# Advanced Theano in Keras

To illustrate how Keras can allow us to build advanced models in Theano concisely, lets build both a fully-connected as well as a deep convolutional neural network to classify hand-written digits into their classes. 

Let's first start by building a fully-connected network:

In [1]:
from keras.models import Model
from keras.layers import Input, Flatten, Dense

# define model architecture
input_ = Input(shape=(28, 28))
flat_input = Flatten()(input_)
hidden = Dense(100, activation='relu')(flat_input)
output = Dense(10, activation='softmax')(hidden)

# build model and compile
model = Model(input=[input_], output=[output])
model.compile(
    optimizer='sgd',
    loss='categorical_crossentropy',
    metrics=['accuracy']
)
model.summary()

Using Theano backend.


____________________________________________________________________________________________________
Layer (type)                     Output Shape          Param #     Connected to                     
input_1 (InputLayer)             (None, 28, 28)        0                                            
____________________________________________________________________________________________________
flatten_1 (Flatten)              (None, 784)           0           input_1[0][0]                    
____________________________________________________________________________________________________
dense_1 (Dense)                  (None, 100)           78500       flatten_1[0][0]                  
____________________________________________________________________________________________________
dense_2 (Dense)                  (None, 10)            1010        dense_1[0][0]                    
Total params: 79510
_______________________________________________________________________

Now lets load the data and do some preprocessing to it. 

In [2]:
import numpy as np
from keras.datasets import mnist
from keras.utils.np_utils import to_categorical


def preprocess_data(x, y):
    
    # conver to float32, normalize, and one-hot 
    x = np.asarray(x, dtype='float32') / 256.
    y = to_categorical(y, nb_classes=10) 
    
    return x, y


# load the data
(x_train, y_train), (x_test, y_test) = mnist.load_data()

# preprocess the data
x_train, y_train = preprocess_data(x_train, y_train)
x_test, y_test = preprocess_data(x_test, y_test)

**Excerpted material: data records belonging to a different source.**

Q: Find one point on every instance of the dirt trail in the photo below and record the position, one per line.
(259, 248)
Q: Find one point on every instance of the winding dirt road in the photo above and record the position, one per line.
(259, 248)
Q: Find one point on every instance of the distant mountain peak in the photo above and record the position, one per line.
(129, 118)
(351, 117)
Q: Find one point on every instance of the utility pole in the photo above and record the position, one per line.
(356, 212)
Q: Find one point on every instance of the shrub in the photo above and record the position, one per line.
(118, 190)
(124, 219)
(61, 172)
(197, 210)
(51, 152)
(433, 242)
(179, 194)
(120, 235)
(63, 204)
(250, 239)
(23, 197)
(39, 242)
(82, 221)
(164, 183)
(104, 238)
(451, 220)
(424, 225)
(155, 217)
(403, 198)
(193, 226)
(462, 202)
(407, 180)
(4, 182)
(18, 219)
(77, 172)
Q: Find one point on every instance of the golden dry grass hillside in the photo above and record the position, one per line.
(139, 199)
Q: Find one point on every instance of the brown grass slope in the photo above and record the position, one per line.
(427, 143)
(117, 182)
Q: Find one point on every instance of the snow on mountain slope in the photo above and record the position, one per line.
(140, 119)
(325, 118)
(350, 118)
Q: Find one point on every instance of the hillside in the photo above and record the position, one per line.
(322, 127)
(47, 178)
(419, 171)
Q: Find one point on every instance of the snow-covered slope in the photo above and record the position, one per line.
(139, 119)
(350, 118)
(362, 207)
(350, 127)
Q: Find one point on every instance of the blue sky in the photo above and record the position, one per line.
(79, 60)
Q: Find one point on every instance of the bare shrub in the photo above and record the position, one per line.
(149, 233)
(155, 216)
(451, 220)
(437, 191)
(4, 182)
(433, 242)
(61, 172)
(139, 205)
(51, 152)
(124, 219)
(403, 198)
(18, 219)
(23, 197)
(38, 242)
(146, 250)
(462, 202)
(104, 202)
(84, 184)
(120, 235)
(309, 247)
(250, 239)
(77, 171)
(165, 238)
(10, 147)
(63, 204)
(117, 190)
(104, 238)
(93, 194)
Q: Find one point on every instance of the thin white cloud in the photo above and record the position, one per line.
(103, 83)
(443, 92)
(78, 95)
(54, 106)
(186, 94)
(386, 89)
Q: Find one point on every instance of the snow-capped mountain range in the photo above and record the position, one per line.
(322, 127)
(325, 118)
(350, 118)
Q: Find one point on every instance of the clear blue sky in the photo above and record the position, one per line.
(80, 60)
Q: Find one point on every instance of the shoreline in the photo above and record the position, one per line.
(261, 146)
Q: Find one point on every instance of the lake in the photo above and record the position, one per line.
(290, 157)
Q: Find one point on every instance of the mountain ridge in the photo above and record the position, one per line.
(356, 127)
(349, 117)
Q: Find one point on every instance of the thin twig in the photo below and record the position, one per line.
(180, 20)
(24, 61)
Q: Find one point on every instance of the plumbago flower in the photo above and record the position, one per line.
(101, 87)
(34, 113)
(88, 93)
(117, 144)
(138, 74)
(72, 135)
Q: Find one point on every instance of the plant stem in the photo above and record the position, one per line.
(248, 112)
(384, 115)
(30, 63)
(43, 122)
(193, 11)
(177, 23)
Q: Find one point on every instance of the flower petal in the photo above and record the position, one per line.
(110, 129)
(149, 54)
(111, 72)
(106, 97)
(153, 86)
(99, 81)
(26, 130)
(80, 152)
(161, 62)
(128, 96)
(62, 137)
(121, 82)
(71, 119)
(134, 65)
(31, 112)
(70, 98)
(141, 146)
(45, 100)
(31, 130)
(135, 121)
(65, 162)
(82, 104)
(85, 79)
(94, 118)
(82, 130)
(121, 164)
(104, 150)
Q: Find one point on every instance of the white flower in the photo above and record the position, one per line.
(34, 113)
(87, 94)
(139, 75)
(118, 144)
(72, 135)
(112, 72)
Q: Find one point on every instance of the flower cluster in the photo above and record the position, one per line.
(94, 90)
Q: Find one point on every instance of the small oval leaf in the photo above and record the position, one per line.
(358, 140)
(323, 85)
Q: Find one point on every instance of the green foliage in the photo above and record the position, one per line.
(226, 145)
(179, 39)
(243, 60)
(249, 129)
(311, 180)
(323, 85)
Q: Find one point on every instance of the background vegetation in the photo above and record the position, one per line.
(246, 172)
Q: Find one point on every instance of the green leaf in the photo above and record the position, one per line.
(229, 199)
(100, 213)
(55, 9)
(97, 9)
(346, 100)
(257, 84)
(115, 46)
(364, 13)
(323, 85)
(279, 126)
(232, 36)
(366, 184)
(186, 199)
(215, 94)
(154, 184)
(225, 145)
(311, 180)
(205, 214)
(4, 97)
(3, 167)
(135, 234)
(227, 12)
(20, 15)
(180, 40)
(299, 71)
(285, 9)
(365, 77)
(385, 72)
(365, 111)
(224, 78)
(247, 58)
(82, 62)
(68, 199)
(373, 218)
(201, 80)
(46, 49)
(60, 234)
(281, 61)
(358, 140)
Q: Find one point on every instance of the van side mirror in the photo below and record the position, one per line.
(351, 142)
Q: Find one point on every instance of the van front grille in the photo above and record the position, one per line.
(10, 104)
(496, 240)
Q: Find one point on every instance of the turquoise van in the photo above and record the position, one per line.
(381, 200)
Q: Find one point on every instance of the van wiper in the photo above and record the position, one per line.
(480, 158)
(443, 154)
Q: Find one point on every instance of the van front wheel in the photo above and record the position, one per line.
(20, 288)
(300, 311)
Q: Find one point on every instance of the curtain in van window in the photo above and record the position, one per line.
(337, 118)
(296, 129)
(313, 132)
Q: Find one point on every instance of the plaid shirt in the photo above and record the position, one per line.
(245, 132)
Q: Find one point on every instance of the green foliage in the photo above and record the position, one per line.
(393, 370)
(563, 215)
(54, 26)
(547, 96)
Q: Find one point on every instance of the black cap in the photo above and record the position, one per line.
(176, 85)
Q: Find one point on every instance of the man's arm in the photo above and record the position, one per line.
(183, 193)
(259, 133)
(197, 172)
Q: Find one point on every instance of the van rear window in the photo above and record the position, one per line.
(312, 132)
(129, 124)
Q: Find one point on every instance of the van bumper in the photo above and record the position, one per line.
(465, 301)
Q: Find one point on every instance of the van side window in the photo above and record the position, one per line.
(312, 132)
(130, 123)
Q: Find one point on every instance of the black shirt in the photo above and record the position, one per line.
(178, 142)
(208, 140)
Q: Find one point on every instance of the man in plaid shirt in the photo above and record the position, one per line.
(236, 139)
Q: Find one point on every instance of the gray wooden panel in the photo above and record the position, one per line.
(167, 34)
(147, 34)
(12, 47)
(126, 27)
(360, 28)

Next we can pass this data to our model so that it can fit to it. 

In [3]:
# fit model to the data
hist = model.fit(
    x=x_train, y=y_train, batch_size=32,
    nb_epoch=10, verbose=1, validation_split=0.3
)

Train on 42000 samples, validate on 18000 samples
Epoch 1/10
Epoch 2/10
Epoch 3/10
Epoch 4/10
Epoch 5/10
Epoch 6/10
Epoch 7/10
Epoch 8/10
Epoch 9/10
Epoch 10/10


In [4]:
import json

# save model history after fitting          
with open('model_history.txt', 'w') as save_file:
    json.dump(hist.history, save_file)
save_file.close()

# save model architecture, weights, and config
model.save('my_model.h5')

We can see that with a very simple model, we get very reasonable results on MNIST classificaiton. 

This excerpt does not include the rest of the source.